The International Energy Agency expects the global market for key clean energy technologies to triple to more than two trillion dollars by 2035, she said.

“The impacts of the climate crisis are also worsening. The terrible wildfires in Los Angeles are the latest reminder that Americans, like everyone else, are affected by worsening climate change,” Ms Tubiana said.

Gina McCarthy, who served as White House climate adviser under ex-president Joe Biden, a Democrat, said that if Mr Trump, a Republican, “truly wants America to lead the global economy, become energy independent and create good-paying American jobs,” then he must “stay focused on growing our clean energy industry. Clean technologies are driving down energy costs for people all across our country.”

The world is now long-term 1.3C above mid-1800s temperatures.

The withdrawal process from the Paris accord takes one year. Mr Trump’s previous withdrawal took effect the day after the 2020 presidential election, which he lost to Mr Biden.

While the first Trump-led withdrawal from the landmark UN agreement — adopted by 196 nations — shocked and angered nations across the globe, “not a single country followed the US out the door”, said Alden Meyer, a long-time climate negotiations analyst with the European think tank E3G.

Instead, other nations renewed their commitment to slowing climate change, along with investors, businesses, governors, mayors and others in the US, Mr Meyer and other experts said.

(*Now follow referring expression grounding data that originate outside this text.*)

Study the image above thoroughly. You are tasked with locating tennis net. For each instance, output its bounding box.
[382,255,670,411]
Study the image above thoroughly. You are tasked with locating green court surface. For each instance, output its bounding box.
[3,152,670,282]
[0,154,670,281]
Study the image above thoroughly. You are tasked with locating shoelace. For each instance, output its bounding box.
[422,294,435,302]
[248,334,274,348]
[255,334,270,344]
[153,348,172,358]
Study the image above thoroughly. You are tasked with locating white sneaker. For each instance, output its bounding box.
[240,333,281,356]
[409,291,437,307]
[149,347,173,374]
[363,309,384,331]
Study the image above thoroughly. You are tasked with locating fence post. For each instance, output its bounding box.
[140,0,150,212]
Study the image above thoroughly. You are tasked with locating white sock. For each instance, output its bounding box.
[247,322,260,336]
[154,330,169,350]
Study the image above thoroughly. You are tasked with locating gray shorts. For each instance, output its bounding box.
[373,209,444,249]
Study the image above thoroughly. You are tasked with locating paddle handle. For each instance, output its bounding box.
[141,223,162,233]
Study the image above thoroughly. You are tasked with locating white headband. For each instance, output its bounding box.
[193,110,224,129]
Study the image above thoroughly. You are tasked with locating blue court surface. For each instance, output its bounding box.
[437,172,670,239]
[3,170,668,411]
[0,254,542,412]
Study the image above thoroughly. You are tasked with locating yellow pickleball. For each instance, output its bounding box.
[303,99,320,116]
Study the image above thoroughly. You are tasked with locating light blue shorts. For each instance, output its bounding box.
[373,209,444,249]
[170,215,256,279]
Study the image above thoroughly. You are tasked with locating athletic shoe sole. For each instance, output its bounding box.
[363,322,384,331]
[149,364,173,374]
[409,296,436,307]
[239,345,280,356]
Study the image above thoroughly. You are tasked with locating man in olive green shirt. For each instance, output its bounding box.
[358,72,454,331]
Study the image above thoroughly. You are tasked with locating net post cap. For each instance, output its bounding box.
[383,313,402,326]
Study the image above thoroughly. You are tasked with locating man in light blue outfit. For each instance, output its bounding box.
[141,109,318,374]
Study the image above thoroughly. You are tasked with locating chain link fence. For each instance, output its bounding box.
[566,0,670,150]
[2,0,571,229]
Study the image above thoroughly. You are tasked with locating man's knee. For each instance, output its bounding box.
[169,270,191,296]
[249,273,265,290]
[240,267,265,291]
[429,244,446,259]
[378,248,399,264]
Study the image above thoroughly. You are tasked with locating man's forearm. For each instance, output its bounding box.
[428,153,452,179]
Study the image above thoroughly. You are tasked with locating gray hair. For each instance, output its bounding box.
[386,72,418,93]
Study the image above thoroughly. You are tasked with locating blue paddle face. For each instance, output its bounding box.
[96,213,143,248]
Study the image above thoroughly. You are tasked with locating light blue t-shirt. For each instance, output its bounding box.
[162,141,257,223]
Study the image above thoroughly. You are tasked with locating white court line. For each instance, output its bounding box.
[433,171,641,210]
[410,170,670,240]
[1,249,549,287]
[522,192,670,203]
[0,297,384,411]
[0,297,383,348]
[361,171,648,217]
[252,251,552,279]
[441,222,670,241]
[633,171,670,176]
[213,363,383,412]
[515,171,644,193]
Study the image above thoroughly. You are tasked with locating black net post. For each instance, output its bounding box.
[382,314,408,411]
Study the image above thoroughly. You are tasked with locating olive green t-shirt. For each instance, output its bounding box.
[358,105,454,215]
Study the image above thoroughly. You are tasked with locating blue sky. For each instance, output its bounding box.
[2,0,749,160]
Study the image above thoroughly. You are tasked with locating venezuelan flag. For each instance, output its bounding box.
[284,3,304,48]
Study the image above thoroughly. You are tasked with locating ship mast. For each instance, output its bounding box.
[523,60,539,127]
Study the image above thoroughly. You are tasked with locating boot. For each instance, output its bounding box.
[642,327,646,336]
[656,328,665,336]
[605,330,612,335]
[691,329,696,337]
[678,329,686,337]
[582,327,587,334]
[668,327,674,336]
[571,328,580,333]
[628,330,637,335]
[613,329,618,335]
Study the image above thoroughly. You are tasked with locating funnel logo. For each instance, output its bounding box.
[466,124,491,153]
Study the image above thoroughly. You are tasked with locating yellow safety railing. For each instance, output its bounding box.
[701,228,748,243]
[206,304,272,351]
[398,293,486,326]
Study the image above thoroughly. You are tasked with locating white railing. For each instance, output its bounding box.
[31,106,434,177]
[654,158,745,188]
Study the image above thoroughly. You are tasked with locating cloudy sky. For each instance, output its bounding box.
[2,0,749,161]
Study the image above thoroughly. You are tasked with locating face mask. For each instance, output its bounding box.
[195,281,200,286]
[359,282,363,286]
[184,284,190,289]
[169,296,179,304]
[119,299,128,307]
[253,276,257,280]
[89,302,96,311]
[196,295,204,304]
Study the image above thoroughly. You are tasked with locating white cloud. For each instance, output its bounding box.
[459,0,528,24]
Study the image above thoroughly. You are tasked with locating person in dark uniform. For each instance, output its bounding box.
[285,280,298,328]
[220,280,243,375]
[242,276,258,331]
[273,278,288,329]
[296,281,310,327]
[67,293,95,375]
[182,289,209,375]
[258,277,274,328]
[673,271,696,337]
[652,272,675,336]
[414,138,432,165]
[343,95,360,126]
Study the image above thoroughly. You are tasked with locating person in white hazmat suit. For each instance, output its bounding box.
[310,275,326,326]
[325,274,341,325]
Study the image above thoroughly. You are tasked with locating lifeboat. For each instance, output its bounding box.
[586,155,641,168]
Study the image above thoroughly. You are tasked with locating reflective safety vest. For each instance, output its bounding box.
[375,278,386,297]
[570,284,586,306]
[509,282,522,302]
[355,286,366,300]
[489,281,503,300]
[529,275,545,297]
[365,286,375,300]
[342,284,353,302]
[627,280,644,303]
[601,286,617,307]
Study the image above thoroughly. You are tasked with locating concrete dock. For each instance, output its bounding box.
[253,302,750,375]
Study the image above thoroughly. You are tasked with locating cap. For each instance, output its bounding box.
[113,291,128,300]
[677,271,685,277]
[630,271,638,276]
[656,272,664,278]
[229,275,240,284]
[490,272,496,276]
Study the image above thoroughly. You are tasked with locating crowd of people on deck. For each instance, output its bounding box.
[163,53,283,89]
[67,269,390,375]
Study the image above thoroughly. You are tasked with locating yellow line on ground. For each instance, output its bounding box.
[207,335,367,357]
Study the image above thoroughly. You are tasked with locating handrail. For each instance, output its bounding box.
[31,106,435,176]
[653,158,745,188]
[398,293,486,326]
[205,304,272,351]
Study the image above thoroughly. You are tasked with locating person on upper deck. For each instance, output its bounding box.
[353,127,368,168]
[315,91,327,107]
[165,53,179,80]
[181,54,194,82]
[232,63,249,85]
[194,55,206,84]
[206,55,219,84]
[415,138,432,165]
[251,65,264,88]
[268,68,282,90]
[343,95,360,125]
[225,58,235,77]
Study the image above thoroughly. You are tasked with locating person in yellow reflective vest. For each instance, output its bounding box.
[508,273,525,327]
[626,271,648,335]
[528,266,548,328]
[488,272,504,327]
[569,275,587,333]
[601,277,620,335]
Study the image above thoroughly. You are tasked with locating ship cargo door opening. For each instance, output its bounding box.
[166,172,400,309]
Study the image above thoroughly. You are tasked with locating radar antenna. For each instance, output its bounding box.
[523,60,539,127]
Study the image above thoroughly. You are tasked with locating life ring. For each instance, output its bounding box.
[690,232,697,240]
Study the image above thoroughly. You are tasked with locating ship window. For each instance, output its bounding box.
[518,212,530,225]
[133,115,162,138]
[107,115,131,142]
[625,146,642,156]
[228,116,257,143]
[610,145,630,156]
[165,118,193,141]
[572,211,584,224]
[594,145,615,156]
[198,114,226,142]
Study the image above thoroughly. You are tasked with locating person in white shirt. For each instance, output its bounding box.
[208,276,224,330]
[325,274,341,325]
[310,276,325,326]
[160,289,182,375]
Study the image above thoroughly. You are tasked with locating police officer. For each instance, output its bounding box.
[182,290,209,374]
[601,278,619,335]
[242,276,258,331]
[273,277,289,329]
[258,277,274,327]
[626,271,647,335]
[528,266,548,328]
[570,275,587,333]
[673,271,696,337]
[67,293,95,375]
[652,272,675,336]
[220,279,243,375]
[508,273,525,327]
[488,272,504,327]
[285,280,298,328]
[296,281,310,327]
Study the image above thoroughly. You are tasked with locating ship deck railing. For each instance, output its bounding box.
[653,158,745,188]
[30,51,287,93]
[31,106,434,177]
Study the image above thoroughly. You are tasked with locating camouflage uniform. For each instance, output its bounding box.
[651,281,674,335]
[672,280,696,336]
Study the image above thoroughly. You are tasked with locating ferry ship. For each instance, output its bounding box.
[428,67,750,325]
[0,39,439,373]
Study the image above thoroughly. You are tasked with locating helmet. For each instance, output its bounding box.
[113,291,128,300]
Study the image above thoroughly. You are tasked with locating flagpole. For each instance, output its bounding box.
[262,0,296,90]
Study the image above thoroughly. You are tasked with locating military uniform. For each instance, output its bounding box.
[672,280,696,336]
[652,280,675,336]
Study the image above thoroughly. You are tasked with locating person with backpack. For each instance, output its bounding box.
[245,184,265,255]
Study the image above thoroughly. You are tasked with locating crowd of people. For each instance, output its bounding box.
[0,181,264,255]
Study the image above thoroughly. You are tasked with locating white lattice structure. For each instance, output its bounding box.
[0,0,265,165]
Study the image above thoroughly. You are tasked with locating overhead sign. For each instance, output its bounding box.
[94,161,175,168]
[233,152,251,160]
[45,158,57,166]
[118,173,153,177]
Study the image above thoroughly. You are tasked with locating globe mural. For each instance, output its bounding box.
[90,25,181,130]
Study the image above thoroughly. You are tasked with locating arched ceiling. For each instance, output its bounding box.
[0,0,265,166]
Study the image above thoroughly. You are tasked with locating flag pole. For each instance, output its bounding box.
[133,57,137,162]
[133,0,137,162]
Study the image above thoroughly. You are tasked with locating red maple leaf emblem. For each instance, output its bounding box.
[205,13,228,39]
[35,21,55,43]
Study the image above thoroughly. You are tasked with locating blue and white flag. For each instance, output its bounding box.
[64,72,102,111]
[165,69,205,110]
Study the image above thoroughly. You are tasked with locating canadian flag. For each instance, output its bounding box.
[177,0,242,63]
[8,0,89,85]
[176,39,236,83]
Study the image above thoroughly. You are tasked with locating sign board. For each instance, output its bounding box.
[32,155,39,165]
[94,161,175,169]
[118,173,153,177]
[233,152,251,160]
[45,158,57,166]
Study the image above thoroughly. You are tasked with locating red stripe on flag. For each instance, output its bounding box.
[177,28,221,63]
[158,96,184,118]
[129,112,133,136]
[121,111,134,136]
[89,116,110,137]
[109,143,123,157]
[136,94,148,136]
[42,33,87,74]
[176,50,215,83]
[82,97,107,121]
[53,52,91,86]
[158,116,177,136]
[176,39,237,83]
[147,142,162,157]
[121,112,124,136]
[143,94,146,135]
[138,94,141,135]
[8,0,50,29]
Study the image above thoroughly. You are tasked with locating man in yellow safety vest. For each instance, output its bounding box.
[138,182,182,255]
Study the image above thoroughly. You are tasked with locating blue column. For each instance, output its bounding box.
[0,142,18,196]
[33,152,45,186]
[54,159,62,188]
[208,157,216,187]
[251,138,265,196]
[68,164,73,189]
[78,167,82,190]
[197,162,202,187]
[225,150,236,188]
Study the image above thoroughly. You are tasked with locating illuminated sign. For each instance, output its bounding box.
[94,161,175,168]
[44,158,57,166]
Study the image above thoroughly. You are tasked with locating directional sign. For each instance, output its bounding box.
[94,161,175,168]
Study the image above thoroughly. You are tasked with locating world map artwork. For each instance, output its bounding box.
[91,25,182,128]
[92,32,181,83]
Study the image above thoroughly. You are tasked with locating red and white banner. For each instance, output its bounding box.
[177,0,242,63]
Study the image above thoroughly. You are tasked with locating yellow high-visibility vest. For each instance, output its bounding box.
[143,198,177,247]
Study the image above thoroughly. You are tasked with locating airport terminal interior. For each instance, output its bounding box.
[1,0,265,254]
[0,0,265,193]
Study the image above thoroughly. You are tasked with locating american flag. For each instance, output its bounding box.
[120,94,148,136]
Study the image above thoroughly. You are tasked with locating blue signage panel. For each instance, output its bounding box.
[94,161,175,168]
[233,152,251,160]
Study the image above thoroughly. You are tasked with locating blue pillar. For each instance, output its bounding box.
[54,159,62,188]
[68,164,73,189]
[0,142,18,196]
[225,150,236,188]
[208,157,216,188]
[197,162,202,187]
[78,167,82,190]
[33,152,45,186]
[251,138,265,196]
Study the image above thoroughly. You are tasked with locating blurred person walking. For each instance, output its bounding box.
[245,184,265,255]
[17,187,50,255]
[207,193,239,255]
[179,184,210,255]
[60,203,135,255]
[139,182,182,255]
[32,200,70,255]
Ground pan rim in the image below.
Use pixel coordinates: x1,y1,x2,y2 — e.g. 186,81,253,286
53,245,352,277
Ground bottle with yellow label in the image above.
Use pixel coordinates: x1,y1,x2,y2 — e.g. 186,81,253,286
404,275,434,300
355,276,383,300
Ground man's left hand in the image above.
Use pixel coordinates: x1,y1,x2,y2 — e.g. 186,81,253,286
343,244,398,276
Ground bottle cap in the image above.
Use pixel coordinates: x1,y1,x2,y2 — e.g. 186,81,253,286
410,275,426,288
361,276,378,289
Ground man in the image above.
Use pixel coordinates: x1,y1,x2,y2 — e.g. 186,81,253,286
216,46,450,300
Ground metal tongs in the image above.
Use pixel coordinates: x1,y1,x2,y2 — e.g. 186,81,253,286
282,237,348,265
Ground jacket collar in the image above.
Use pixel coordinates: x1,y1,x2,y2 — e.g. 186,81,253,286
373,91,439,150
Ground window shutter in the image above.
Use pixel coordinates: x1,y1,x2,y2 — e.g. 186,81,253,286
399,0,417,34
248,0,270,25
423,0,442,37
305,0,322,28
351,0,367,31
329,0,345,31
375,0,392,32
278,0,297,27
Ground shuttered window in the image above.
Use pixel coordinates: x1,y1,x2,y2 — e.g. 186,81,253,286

Still, they lamented the loss of US leadership in global efforts to slow climate change, even as the world is on track to set yet another record hot year and has been lurching from drought to hurricane to flood to wildfire.

“Clearly America is not going to play the commanding role in helping solve the climate crisis, the greatest dilemma humans have ever encountered,″ climate activist and writer Bill McKibben said before the withdrawal was formally announced.

“For the next few years the best we can hope is that Washington won’t manage to wreck the efforts of others.”

China several years ago passed the United States as the world’s largest annual carbon dioxide emitting nation. The US — the second biggest annual carbon polluting country — put 4.9 billion metric tons of carbon dioxide in the air in 2023, down 11% from a decade earlier, according to the scientists who track emissions for the Global Carbon Project.

But carbon dioxide lasts in the atmosphere for centuries, so the United States has put more of the heat-trapping gas that is now in the air than any other nation.

The US is responsible for nearly 22% of the carbon dioxide put in the atmosphere since 1950, according to Global Carbon Project.

While global efforts to fight climate change continued during Mr Trump’s first term, many experts worry that a second Trump term will be more damaging, with the United States withdrawing even further from climate efforts in a way that could cripple future presidents’ efforts.

With Mr Trump, who has dismissed climate change, in charge of the world’s leading economy, those experts fear other countries, especially China, could use it as an excuse to ease off their own efforts to curb carbon emissions.